On the pharmacokinetics of domperidone in animals and man. I. Plasma levels of domperidone in rats and dogs. Age related absorption and passage through the blood brain barrier in rats

Abstract

Domperidone, a novel gastrokinetic and antinauseant lacking central side-effects, was administered intravenously to male Wistar rats and orally to fasted rats of either sex and to 1- and 6-day old neonates at doses of 2.5 mg 14C-labelled drug/kg. The biphasic absorption of domperidone in fasted rats was extremely rapid suggesting a partial absorption from the stomach. The metabolism of domperidone was sex- and age-related: it was slower in the female rat and in the neonates. The elimination system for the metabolites was still immature in the 1-day old pups. The distribution of domperidone (and related metabolites) to the rat brain was limited, brain concentrations being lower than corresponding plasma levels in all cases.
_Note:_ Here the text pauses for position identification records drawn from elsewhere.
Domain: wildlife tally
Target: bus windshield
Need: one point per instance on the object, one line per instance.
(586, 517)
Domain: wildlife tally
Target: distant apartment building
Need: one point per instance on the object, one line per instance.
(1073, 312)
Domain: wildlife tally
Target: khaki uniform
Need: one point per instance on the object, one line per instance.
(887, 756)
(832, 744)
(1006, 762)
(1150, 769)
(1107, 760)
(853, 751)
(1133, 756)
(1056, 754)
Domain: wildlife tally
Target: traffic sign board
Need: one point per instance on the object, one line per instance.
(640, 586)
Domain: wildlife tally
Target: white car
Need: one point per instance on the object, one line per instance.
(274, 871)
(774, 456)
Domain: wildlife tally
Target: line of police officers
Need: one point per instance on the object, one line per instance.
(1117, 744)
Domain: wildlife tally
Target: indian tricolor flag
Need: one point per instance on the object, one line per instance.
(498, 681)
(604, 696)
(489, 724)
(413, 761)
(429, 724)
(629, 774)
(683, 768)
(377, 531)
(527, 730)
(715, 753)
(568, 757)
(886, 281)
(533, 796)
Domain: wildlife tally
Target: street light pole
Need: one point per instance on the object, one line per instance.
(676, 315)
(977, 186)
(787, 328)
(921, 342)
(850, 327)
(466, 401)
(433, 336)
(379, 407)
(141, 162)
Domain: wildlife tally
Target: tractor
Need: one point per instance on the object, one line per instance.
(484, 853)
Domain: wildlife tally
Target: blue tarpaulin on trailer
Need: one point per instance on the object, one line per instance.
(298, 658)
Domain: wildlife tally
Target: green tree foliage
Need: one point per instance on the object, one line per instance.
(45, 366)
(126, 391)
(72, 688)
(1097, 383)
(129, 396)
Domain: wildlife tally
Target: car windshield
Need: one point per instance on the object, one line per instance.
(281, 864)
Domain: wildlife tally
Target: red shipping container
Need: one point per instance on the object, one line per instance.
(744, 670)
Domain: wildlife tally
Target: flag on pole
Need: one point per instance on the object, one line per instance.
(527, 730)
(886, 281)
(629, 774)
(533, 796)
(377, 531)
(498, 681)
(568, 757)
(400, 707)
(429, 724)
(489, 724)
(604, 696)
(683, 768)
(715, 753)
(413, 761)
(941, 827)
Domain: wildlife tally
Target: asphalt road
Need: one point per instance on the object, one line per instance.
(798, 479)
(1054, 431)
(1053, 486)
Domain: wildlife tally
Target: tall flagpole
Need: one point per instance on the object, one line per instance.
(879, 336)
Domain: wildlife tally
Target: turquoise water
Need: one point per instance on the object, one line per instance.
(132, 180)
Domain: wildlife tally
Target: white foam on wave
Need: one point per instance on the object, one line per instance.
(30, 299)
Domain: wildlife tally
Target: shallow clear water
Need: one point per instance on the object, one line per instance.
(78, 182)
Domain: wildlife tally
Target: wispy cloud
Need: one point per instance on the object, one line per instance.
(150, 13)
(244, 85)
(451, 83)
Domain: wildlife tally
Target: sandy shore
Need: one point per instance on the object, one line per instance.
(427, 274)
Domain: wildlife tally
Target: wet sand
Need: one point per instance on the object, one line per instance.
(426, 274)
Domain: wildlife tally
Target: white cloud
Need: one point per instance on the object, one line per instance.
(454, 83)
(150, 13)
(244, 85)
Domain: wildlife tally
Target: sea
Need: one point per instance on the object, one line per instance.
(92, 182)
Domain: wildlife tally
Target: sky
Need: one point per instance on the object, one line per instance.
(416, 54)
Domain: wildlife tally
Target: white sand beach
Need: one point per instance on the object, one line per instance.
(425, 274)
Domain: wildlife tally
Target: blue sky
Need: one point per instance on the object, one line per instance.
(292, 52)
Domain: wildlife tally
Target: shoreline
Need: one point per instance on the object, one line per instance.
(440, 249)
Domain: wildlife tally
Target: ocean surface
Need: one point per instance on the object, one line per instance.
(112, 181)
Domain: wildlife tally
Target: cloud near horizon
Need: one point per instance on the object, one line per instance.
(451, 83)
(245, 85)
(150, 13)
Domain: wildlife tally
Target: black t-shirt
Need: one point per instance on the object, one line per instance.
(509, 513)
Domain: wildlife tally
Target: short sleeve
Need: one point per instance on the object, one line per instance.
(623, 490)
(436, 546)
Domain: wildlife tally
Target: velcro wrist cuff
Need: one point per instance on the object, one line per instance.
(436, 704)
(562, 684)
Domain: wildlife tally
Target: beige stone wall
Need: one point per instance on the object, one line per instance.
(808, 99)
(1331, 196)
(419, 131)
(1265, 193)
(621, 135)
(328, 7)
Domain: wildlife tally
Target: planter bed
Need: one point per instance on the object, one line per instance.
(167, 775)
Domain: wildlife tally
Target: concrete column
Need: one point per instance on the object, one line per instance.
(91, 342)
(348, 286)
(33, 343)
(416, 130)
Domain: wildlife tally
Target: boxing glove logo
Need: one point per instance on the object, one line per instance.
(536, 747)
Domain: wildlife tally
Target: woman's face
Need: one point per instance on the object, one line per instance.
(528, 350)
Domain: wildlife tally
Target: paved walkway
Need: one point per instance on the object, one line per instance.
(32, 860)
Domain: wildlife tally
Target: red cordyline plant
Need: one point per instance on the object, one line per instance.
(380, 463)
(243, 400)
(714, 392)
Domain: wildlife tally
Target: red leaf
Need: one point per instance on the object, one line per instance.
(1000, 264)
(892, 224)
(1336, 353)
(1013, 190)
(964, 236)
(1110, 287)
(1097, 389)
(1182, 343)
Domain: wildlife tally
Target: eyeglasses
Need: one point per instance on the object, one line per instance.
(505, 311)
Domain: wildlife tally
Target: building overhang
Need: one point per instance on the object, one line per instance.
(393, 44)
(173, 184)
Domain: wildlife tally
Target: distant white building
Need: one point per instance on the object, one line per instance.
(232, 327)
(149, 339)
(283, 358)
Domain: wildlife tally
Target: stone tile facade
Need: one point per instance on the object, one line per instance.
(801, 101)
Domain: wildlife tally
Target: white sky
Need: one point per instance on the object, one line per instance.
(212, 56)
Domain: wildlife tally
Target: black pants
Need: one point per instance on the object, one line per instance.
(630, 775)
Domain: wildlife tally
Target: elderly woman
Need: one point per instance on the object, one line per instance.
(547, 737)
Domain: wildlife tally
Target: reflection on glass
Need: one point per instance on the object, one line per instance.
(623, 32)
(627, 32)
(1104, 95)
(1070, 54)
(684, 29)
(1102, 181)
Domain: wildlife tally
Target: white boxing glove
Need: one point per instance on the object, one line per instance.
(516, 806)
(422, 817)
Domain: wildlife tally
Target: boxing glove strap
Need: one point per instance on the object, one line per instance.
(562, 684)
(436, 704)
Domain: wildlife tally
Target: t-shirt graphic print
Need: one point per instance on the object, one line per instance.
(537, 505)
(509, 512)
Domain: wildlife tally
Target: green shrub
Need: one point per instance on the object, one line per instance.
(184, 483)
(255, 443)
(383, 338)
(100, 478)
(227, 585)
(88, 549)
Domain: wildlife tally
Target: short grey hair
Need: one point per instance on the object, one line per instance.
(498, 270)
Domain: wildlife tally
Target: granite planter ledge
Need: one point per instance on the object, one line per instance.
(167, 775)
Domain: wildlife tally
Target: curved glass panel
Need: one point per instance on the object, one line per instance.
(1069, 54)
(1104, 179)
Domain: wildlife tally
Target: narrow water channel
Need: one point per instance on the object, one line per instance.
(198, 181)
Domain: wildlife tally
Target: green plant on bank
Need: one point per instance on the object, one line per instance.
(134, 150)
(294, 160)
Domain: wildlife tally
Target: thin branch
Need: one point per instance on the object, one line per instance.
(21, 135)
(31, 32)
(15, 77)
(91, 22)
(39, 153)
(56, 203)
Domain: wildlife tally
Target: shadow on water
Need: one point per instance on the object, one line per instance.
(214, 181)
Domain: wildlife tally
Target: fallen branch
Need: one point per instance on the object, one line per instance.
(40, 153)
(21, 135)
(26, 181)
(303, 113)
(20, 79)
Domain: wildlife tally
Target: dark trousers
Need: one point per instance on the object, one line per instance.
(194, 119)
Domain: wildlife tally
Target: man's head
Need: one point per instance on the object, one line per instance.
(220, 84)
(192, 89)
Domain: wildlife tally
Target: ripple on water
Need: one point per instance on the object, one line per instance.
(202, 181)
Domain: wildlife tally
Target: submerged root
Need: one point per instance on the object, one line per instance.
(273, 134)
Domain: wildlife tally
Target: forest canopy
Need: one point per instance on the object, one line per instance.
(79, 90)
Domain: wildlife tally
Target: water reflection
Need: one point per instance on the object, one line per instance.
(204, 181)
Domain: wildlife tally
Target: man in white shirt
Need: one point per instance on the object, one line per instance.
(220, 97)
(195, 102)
In 1-day old neonates, the blood-brain barrier was less obstructive to the passage of domperidone than in older rats. In Beagle dogs, domperidone pharmacokinetics were described by a two-compartment model with half-lives of distribution and elimination of 6 minutes and 2.45 hours respectively. The time-courses of the drug plasma levels were similar for single and repeated (once daily for 11 months) doses of 2.5, 10 and 40 mg/kg, indicating that chronic administration of domperidone, even at high dose levels, did not alter its pharmacokinetics. AUC-values increased proportionally with the dose pointing to linear pharmacokinetics over a wide dose range.